Ensuite, son Peugeot Boxer avait commencé à donner des signes de faiblesse peu après la sortie de Chambéry. Il avait continué tant bien que mal, à faible allure, jusqu’à Bourg-St-Maurice qu’il avait atteint vers 2 heures du matin. Là une occasion s’était offerte à lui avec ce magnifique 4×4 Mercedes parqué devant cet hôtel que le propriétaire, distrait ou inconscient, avait laissé ouvert. Il lui avait bien fallu 15 minutes avec l’aide de Yann qu’il devait houspiller sans cesse pour transférer ses prisonniers endormis et réussir à mettre le contact, débloquer le volant et démarrer.

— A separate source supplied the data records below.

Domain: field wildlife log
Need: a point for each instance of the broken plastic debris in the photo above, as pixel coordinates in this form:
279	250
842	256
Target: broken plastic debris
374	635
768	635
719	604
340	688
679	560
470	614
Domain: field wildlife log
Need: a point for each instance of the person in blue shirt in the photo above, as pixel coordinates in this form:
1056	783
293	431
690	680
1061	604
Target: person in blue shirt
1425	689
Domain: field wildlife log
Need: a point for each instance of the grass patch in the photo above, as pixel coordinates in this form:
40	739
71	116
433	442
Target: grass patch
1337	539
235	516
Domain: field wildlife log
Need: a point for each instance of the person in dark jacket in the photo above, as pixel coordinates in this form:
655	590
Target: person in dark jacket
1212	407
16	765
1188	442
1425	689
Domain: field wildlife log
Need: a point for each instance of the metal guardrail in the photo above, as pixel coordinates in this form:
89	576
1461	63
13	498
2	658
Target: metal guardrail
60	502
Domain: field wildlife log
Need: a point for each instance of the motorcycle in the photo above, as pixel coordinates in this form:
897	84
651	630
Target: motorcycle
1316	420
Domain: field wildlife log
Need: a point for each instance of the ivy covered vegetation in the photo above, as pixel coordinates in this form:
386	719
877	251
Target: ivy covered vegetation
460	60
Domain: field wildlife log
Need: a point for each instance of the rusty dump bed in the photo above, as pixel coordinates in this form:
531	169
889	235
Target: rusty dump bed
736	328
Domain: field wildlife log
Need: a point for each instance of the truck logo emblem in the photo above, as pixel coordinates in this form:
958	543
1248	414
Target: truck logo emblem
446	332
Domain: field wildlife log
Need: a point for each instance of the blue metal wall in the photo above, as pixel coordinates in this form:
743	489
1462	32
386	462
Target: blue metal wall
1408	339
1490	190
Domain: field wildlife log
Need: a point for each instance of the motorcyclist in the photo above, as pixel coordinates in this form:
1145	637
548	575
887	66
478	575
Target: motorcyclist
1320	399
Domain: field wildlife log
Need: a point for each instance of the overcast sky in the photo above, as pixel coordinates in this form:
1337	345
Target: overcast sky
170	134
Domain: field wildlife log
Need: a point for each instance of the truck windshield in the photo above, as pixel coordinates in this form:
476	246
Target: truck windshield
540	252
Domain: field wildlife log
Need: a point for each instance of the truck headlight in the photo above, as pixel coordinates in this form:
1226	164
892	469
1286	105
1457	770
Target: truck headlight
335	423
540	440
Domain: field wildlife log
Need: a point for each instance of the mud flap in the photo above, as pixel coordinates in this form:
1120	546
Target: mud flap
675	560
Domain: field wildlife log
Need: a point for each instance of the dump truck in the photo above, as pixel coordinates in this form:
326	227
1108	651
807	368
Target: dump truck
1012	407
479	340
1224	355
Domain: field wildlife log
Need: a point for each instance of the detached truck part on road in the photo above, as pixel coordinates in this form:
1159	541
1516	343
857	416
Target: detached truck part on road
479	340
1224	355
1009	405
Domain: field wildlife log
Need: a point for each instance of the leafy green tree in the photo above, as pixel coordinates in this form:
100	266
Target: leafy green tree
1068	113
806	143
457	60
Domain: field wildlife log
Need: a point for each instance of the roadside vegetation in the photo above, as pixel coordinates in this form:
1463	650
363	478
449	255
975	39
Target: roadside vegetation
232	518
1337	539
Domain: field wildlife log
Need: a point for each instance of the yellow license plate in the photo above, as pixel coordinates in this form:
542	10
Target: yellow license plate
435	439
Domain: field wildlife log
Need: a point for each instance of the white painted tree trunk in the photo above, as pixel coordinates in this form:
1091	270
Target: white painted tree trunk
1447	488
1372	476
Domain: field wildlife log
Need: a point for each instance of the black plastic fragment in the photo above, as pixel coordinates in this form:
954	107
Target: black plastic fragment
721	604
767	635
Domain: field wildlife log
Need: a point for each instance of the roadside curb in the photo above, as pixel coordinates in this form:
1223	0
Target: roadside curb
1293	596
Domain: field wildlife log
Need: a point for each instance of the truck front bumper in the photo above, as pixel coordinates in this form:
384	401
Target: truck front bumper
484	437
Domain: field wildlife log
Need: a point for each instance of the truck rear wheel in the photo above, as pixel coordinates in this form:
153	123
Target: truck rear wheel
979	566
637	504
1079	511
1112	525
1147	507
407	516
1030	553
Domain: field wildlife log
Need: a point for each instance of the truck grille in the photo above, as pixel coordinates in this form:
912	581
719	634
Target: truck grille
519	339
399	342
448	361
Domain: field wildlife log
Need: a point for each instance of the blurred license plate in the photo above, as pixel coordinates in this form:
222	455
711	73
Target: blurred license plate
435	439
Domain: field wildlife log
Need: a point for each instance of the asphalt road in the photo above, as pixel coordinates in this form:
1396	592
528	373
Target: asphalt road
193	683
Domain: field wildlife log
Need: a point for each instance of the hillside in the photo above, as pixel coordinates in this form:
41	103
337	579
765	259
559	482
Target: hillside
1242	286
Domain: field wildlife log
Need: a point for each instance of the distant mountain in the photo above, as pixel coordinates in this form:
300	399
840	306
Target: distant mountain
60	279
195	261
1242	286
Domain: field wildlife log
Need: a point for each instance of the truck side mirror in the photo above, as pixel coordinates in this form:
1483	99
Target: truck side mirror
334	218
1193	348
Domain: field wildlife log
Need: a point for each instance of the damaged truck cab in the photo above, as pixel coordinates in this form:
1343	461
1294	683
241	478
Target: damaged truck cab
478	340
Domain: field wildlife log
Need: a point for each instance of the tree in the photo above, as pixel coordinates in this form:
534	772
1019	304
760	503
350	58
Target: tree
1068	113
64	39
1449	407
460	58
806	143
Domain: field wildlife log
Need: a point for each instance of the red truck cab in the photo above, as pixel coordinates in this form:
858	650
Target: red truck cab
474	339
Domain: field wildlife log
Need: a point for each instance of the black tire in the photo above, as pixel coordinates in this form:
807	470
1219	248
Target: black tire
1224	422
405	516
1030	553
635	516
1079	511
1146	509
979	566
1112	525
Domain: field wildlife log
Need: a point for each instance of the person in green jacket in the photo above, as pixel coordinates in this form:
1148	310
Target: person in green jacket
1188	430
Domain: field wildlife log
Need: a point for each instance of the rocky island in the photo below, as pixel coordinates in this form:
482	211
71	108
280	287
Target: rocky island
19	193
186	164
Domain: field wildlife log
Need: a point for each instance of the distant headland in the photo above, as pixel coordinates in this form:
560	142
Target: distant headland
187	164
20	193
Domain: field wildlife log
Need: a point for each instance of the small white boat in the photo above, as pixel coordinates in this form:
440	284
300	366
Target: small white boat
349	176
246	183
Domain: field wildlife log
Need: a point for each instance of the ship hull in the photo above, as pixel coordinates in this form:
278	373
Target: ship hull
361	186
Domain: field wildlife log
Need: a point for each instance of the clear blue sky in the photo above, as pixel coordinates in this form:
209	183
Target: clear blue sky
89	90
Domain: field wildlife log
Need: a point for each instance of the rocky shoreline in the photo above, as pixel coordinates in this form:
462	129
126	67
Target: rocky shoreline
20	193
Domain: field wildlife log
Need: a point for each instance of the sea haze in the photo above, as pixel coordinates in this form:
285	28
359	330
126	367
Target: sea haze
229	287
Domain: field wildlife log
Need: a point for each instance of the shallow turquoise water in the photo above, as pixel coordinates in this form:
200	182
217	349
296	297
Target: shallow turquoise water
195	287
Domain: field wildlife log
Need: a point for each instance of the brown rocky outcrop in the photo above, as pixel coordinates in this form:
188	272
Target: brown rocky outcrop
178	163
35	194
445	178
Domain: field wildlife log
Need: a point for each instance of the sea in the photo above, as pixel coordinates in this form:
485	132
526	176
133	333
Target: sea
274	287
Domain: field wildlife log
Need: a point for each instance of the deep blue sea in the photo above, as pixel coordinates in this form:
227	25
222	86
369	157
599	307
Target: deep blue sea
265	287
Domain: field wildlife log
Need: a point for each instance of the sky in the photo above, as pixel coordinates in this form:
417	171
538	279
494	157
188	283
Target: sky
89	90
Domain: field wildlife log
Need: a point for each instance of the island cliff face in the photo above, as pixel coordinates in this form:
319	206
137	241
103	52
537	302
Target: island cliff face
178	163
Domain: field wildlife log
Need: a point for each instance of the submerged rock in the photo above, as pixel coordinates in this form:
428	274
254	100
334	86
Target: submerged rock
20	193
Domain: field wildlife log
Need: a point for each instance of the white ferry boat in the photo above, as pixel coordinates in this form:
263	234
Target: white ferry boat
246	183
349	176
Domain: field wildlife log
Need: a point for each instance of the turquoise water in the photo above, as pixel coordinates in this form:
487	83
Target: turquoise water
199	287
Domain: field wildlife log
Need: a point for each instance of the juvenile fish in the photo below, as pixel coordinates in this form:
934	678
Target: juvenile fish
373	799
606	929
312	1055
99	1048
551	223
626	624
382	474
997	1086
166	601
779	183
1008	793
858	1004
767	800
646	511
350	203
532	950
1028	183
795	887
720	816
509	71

Après, en descendant sur la vallée d’Aoste, il y avait eu ces imbéciles de douaniers italiens qui avaient voulu contrôler son véhicule. Il ne voulait pas prendre de risques. A peine le premier arrivait à la hauteur de sa portière que Jean-Rodolphe avait tiré, l’atteignant au cou et le tuant net. Son collègue qui se tenait juste à côté tenta de dégainer son pistolet mais fut fauché en pleine poitrine par de la chevrotine à sanglier jaillissant du deuxième canon du fusil de chasse. Enfin, il avait fallu rouler très vite pour arriver ici avant le jour afin d’éviter que l’on ne repère son véhicule dans le cas où le propriétaire aurait déjà signalé le vol. Il réussit malgré tout à dissimuler le tout-terrain Mercedes dans la grange avant l’aube.

Mais maintenant, il était là et comptait bien aller jusqu’au bout de ce qu’il considérait comme une mission divine. Il lui restait maintenant presque 13 mois pour l’ accomplir. Et tant pis pour ses hôtes cette fois : les conditions de vie seraient plus sommaires et la nourriture moins variée. Mais ils l’avaient cherché. Sans ces messages dans les bouteilles, il n’aurait pas eu à prendre la précaution de quitter sa maison. Il ignorait par contre que l’envoi du colis au détenu Chanfêlé avait permis que son portrait-robot, puis sa photo depuis son départ de Peyrus, fassent l’objet d’un appel à témoin et d’une large diffusion dans les médias.

Il ne l’apprit que dans la nuit de son arrivée en consultant les journaux en ligne sur son portable. Il se félicita de son empressement à quitter son domicile de Peyrus avec ses prisonniers et de l’incendie qui devait avoir effaçé toutes les traces, mais apparemment pour rien puisque tant l’assassinat de Chanfêlé que les meurtres et les enlèvements lui étaient attribués.

Il se demanda où il pouvait bien avoir commis une erreur et se félicita des préparatifs antérieurs dans ce chalet qui lui permettraient de passer sous les radars pendant longtemps, au moins jusqu’à la fin de son engagement à faire justice espérait-il. Il faudrait aussi qu’il surveille et cadre son cousin au maximum. Au besoin, si ce dernier devenait trop encombrant et mettait en péril ses projets, il se dit qu’il devrait peut-être l’envoyer rejoindre sa mère, car après tout, ce serait peut-être faire œuvre de miséricorde que de procéder ainsi.